Liderada pela bióloga Natália Pimenta, a pesquisa analisou
sinais da presença de ariranhas na bacia do rio Içana, no noroeste do Amazonas,
onde ela havia sido considerada extinta.
O estudo foi feito após outras pesquisas apontarem uma
tendência de recuperação da espécie - com nome científico Pteronura
brasiliensis - em diferentes partes da Amazônia, como a bacia do Solimões e a
região da hidrelétrica de Balbina.
Maior carnívoro semiaquático da América do Sul, com até 1,80
m quando adulta, a ariranha é um dos dois tipos de lontra encontrados no Brasil
e está na Lista Vermelha da União Internacional para a Conservação, entre as
espécies consideradas ameaçadas de extinção
O estudo no Içana teve início após membros do povo baniwa
alertarem sobre o retorno das ariranhas a seu território, dentro da Terra
Indígena Alto Rio Negro.
Presidente da Associação Indígena da Bacia do Içana, André
Baniwa diz que moradores notaram os primeiros sinais da volta dos animais uns
dez anos atrás, ao encontrar carcaças de peixes com mordidas de um bicho que
não reconheciam.
Os mais velhos deram o veredicto: a ñeewi (ariranha, em
língua baniwa) estava de volta.
Nos últimos anos, os sinais aumentaram - e vários moradores
chegaram a topar com os mamíferos.
Membros da comunidade participaram do estudo sobre o retorno
dos animais, que contou com o apoio das fundações Capes, CNPq, The Rufford
Foundation e Idea Wild.
Baniwa conta que ariranhas não eram vistas na região desde
os anos 1940. Na época, eram as espécies mais cobiçadas no movimentado mercado
de peles amazônicas.
Comércio de peles de animais
Ao pesquisar o tema, a bióloga Natália Pimenta encontrou
estudos que estimaram em 23 milhões os animais caçados na Amazônia Ocidental
para a extração de peles entre 1904 e 1969.

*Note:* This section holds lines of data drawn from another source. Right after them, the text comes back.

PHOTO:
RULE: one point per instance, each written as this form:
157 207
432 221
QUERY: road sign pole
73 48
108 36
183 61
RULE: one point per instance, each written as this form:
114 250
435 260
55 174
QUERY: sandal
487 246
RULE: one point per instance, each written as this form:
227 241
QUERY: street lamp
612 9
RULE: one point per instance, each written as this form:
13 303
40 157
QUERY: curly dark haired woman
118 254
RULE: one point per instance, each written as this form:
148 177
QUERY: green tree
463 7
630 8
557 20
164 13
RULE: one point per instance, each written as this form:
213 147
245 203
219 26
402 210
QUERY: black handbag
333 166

O couro de ariranha - animal amazônico que mais sofreu com a
caça comercial, segundo a pesquisadora - costumava ser exportado para os Estados
Unidos ou a Europa, onde viraria casacos, chapéus e echarpes.

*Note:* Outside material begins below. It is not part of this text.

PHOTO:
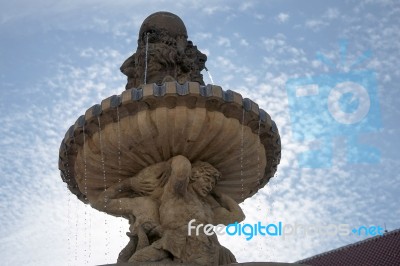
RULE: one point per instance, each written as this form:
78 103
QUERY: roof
378 250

Em um catálogo de 1946 de uma loja de peles em Manaus, o
couro de ariranha é vendido por 180 cruzeiros - acima do preço de peles de onça
(150), maracajá (150) e caititu (47).
Baniwa diz que os próprios membros da comunidade caçavam os
animais para trocar as peles por armas e outros bens. Um bom couro de ariranha
valia o equivalente a duas espingardas.
A modernização das técnicas de caça acelerou o extermínio da
espécie.
A partir dos anos 1960, leis passaram a regulamentar o
comércio de peles silvestres no país. Em 1975, o Brasil aderiu a uma convenção
internacional que proibia o comércio de espécies ameaçadas - entre elas, as
ariranhas.
A demarcação de grandes terras indígenas na Amazônia a
partir dos anos 1990 também golpeou a atividade.
A demanda pelas peles diminuiu, permitindo que as ariranhas
começassem a se recuperar.
Encontros com ariranhas
"As ariranhas estão voltando, mas é só o início de um
processo de recuperação", diz à BBC News Brasil a bióloga Natália Pimenta,
que chefiou a pesquisa sobre a volta da espécie ao Içana.

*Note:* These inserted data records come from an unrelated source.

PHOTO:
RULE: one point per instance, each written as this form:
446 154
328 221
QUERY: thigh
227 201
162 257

Segundo Pimenta - analista de pesquisa intercultural do
Instituto Socioambiental (ISA), em São Gabriel da Cachoeira -, a densidade da
população de ariranhas na região ainda é baixa.
Ela diz que, para que a recuperação se consolide, é
necessário que haja diversidade genética entre os grupos remanescentes.
Pimenta notou que, embora os encontros com ariranhas no
Içana tenham se tornado mais frequentes, elas ainda são muito ariscas -
"possivelmente por terem sido tão cruelmente caçadas no passado".
"Como estavam muito isoladas, não estão acostumadas com
a presença de humanos. Quando escutam o barco, logo fogem."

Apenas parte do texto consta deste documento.